Betreiber öffentlich zugänglicher Telekommunikationsnetze und -dienste müssen sich an die Anforderungen des Telekommunikationsgesetzes (TKG) halten. Zwar gehören sie zu den Kritischen Infrastrukturen – genauer zum Sektor Informationstechnik (IT) und Telekommunikation (TK). Die im Gesetz über das Bundesamt für Sicherheit in der Informationstechnik (BSI-Gesetz, kurz BSIG) genannten Anforderungen sind für diese KRITIS-Anlagen jedoch nicht umzusetzen, sondern, mittels einer Ausnahmeregelung, die Vorgaben aus dem bereits erwähnten TKG.
Neues TKG seit Dezember 2021 in Kraft
Am 1. Dezember 2021 trat das neue TKG in Kraft. Die aktuell geltende Fassung des Gesetzes stärkt dabei vor allem die Rechte der Kunden gegenüber Anbietern von Telefon-, Internet- und Festnetzverträgen. Die Kunden erlangen u. a. weitergehende Rechte und Möglichkeiten, Verträge flexibel und kostengünstig zu wechseln sowie Entschädigungen und Minderungen bei Nicht-Leistung in Anspruch zu nehmen.
TKG-Regelungen bezogen auf die öffentliche Sicherheit sind in der geltenden Fassung des Gesetzes an einer neuen Stelle und zudem in differenzierterer Form vorzufinden. Die vom 22.06.2004 bis zum 30.11.2021 relevanten §§ 108-115 TKG aus Abschnitt 3 „Öffentliche Sicherheit“ des Teils 7 „Fernmeldegeheimnis, Datenschutz, Öffentliche Sicherheit“ entsprechen nun den §§ 164-190 TKG (Fassung vom 01.12.2021) aus Abschnitt 1 „Öffentliche Sicherheit“ des Teils 10 „Öffentliche Sicherheit und Notfallvorsorge“.
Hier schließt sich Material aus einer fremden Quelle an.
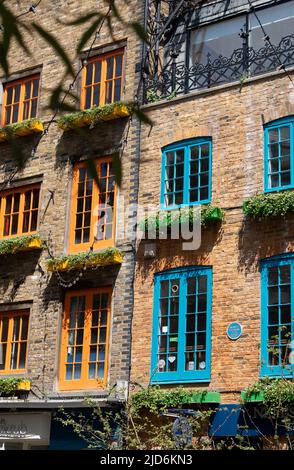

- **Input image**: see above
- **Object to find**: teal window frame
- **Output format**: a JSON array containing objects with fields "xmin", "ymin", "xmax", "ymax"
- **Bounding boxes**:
[
  {"xmin": 260, "ymin": 253, "xmax": 294, "ymax": 378},
  {"xmin": 264, "ymin": 116, "xmax": 294, "ymax": 193},
  {"xmin": 151, "ymin": 266, "xmax": 212, "ymax": 384},
  {"xmin": 160, "ymin": 138, "xmax": 212, "ymax": 210}
]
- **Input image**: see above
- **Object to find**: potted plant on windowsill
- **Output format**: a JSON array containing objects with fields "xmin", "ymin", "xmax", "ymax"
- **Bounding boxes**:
[
  {"xmin": 16, "ymin": 378, "xmax": 31, "ymax": 392},
  {"xmin": 46, "ymin": 247, "xmax": 123, "ymax": 272},
  {"xmin": 0, "ymin": 377, "xmax": 30, "ymax": 399},
  {"xmin": 0, "ymin": 234, "xmax": 43, "ymax": 256},
  {"xmin": 0, "ymin": 118, "xmax": 44, "ymax": 142}
]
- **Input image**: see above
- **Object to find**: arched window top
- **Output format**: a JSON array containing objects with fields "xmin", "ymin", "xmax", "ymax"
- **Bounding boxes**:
[
  {"xmin": 264, "ymin": 116, "xmax": 294, "ymax": 193},
  {"xmin": 162, "ymin": 136, "xmax": 212, "ymax": 152},
  {"xmin": 161, "ymin": 137, "xmax": 212, "ymax": 209},
  {"xmin": 264, "ymin": 115, "xmax": 294, "ymax": 129}
]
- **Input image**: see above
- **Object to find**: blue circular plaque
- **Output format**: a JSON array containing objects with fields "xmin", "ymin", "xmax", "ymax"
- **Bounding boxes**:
[{"xmin": 227, "ymin": 322, "xmax": 242, "ymax": 340}]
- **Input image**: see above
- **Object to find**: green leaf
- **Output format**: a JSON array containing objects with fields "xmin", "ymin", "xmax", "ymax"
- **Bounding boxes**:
[
  {"xmin": 130, "ymin": 22, "xmax": 149, "ymax": 43},
  {"xmin": 48, "ymin": 84, "xmax": 78, "ymax": 112},
  {"xmin": 59, "ymin": 12, "xmax": 100, "ymax": 26},
  {"xmin": 0, "ymin": 3, "xmax": 31, "ymax": 74},
  {"xmin": 133, "ymin": 107, "xmax": 153, "ymax": 127},
  {"xmin": 32, "ymin": 23, "xmax": 75, "ymax": 77},
  {"xmin": 77, "ymin": 17, "xmax": 103, "ymax": 53}
]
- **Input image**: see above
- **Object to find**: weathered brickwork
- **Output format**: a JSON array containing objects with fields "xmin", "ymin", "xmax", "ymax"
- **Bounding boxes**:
[
  {"xmin": 0, "ymin": 0, "xmax": 142, "ymax": 398},
  {"xmin": 131, "ymin": 71, "xmax": 294, "ymax": 402}
]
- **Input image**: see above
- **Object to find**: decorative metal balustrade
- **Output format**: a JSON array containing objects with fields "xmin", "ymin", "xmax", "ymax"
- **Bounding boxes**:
[{"xmin": 143, "ymin": 33, "xmax": 294, "ymax": 103}]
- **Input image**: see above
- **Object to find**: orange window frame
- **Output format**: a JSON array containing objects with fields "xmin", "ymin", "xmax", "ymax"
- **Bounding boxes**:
[
  {"xmin": 59, "ymin": 288, "xmax": 112, "ymax": 391},
  {"xmin": 0, "ymin": 310, "xmax": 30, "ymax": 374},
  {"xmin": 0, "ymin": 184, "xmax": 41, "ymax": 239},
  {"xmin": 2, "ymin": 74, "xmax": 40, "ymax": 126},
  {"xmin": 81, "ymin": 48, "xmax": 124, "ymax": 109},
  {"xmin": 69, "ymin": 157, "xmax": 117, "ymax": 254}
]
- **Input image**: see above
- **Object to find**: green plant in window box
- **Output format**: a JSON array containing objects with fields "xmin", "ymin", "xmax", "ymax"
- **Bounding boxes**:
[
  {"xmin": 138, "ymin": 205, "xmax": 224, "ymax": 236},
  {"xmin": 243, "ymin": 191, "xmax": 294, "ymax": 220},
  {"xmin": 242, "ymin": 378, "xmax": 294, "ymax": 418},
  {"xmin": 0, "ymin": 377, "xmax": 31, "ymax": 397},
  {"xmin": 0, "ymin": 118, "xmax": 44, "ymax": 142},
  {"xmin": 0, "ymin": 234, "xmax": 43, "ymax": 256},
  {"xmin": 131, "ymin": 386, "xmax": 221, "ymax": 413},
  {"xmin": 57, "ymin": 102, "xmax": 133, "ymax": 131},
  {"xmin": 47, "ymin": 247, "xmax": 123, "ymax": 272}
]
Sicherheitskatalog 2.0 weiterhin gültig
Betreiber von TK-Netzen und -Diensten müssen den Katalog von Sicherheitsanforderungen gemäß § 167 TKG umsetzen. Die Bundesnetzagentur (BNetzA) konkretisiert mit diesem Sicherheitskatalog im Einvernehmen mit dem Bundesamt für Sicherheit in der Informationstechnik (BSI) und dem Bundesbeauftragten für den Datenschutz und die Informationsfreiheit (BfDI) die Anforderungen an die Betreiber zum Schutz von TK-Diensten, -Anlagen und -Infrastrukturen.
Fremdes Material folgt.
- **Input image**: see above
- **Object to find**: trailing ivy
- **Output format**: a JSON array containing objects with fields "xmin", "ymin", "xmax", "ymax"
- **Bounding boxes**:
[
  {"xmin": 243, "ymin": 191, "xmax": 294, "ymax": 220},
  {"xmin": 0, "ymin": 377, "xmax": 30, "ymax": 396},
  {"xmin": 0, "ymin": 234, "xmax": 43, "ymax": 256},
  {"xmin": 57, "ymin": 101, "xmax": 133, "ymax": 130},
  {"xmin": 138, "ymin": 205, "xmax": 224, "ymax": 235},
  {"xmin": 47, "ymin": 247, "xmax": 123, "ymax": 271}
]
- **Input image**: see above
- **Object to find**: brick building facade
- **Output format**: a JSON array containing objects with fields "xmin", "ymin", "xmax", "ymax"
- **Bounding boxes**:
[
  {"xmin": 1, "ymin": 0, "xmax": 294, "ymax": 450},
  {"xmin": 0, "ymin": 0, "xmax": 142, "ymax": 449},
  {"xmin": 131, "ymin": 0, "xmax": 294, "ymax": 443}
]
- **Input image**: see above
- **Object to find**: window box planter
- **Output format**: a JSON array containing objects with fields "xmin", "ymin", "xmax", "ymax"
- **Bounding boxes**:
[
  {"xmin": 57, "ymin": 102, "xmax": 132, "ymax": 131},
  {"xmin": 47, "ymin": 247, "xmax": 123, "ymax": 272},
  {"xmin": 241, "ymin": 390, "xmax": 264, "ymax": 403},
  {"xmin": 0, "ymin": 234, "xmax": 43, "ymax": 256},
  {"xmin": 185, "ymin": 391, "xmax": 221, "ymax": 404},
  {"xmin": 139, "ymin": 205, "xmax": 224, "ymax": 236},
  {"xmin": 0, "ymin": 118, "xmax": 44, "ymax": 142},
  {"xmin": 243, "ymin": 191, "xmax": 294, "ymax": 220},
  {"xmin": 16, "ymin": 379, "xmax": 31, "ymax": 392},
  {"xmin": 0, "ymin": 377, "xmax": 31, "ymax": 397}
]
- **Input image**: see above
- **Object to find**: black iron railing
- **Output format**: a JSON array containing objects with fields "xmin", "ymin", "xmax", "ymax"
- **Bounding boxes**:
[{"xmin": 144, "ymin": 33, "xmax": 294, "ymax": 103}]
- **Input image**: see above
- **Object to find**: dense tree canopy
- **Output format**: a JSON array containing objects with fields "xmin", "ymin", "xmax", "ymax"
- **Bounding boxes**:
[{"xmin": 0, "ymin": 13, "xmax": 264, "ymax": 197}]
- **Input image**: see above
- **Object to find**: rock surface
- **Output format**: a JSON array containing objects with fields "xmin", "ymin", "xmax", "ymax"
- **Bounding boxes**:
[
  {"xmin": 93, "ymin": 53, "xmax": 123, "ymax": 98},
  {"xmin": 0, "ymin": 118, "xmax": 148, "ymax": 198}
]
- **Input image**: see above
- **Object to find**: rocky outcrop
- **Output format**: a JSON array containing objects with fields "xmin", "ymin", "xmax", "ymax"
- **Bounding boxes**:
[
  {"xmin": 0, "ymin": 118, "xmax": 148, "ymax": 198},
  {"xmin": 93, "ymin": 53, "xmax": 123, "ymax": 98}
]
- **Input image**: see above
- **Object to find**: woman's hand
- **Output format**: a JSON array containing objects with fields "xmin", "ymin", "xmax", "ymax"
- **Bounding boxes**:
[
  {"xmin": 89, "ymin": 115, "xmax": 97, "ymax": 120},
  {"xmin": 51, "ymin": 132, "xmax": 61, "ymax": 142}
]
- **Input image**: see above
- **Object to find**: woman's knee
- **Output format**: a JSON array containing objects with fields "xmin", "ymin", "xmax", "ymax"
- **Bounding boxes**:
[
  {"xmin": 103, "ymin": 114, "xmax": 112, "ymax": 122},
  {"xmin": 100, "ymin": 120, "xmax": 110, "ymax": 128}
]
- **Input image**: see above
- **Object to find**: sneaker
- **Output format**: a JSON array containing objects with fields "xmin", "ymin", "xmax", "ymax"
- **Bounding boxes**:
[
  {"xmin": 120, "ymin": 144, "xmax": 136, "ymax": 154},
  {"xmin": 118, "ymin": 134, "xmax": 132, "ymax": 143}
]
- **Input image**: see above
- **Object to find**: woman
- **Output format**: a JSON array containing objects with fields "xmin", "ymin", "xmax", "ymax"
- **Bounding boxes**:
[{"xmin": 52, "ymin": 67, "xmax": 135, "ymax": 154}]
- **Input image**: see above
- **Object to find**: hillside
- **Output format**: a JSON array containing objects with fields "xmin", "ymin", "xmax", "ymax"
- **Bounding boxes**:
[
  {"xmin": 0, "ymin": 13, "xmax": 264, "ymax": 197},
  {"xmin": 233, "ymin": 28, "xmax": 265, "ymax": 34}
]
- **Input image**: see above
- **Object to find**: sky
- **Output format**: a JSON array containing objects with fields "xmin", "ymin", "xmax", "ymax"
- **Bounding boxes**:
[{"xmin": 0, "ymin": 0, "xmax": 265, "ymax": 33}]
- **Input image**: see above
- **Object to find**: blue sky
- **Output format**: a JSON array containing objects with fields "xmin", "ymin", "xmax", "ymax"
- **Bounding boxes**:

Die Fassung des Kataloges von Sicherheitsanforderungen für das Betreiben von Telekommunikations- und Datenverarbeitungssystemen sowie für die Verarbeitung personenbezogener Daten mit der Version 2.0 vom 29.04.2020 ist auch für die aktuelle Fassung des TKG zu berücksichtigen.
Erstellung eines Sicherheitskonzeptes nach § 166 Abs. 1 TKG
Wer ein öffentliches TK-Netz betreibt, hat der BNetzA ein Sicherheitskonzept unverzüglich nach Aufnahme des Netzbetriebes vorzulegen. Wer öffentlich zugängliche TK-Dienste erbringt, kann von der BNetzA verpflichtet werden, ein Sicherheitskonzept vorzulegen.
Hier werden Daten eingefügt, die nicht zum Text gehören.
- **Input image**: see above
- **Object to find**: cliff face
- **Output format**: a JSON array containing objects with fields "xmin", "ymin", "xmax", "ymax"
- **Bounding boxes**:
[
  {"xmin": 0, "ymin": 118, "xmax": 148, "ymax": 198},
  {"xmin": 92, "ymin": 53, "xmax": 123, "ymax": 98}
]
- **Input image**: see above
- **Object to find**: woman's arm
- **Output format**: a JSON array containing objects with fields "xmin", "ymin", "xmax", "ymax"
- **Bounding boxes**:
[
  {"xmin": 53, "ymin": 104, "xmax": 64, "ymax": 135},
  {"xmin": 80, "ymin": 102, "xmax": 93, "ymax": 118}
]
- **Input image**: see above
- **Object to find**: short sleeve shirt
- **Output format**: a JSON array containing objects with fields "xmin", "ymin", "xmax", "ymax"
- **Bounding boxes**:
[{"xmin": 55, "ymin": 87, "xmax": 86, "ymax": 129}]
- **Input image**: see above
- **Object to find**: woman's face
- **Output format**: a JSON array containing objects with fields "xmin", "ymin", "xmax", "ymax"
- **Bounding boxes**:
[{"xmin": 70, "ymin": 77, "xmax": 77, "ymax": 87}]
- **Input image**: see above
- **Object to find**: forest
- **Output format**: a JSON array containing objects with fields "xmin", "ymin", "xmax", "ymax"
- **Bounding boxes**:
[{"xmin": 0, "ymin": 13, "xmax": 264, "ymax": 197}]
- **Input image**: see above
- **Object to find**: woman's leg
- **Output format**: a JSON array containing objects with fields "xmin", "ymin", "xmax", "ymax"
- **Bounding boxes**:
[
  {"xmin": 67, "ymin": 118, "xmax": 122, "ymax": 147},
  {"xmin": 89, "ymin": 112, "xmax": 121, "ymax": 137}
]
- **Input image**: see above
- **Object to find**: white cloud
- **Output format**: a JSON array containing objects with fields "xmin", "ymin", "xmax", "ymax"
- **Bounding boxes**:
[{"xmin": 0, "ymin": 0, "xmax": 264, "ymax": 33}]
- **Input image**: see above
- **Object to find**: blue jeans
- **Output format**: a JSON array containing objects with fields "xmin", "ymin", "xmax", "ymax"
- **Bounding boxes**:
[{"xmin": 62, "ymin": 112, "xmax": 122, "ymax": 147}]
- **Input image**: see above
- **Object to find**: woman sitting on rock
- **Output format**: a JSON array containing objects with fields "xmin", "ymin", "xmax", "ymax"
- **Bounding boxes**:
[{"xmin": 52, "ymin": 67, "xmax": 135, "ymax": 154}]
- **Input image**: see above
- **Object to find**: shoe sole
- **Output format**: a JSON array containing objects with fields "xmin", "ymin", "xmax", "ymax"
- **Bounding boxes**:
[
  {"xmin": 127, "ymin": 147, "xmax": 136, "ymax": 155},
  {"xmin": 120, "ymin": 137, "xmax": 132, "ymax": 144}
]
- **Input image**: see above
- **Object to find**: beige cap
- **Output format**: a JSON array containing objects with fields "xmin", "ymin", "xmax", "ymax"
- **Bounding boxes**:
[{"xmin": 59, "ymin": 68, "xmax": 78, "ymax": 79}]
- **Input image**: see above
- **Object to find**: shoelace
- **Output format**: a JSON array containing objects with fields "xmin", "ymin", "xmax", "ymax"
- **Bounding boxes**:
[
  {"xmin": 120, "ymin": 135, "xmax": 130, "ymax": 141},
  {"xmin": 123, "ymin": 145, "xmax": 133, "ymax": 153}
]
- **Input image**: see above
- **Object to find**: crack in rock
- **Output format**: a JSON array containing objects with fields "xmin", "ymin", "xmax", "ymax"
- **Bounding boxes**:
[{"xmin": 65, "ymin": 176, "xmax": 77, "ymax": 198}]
Die Erstellung eines Sicherheitskonzeptes nach § 166 Abs. 1 TKG orientiert sich grundlegend an der Vorgehensweise der nachstehenden Abbildung (vgl. BNetzA, Katalog von Sicherheitsanforderungen, Version 2.0, Seite 43):
Der erste Abschnitt des Sicherheitskonzeptes widmet sich einem deskriptiven Bericht (§ 166 Abs. 1 Nr. 3a TKG). Dieser soll eine inhaltliche Beschreibung der erbrachten öffentlich zugänglichen TK-Netze und/oder TK-Dienste enthalten, u. a. kann hier auch auf Verantwortlichkeiten und festgelegte Service Level Agreements (SLAs) verwiesen werden, welche die Verfügbarkeiten, die Störungsaufnahme, die Servicebereitschaft sowie Reaktions- und Entstörzeiten behandeln. Betreiber von TK-Netzen müssen zudem einen Netzstrukturplan vorweisen.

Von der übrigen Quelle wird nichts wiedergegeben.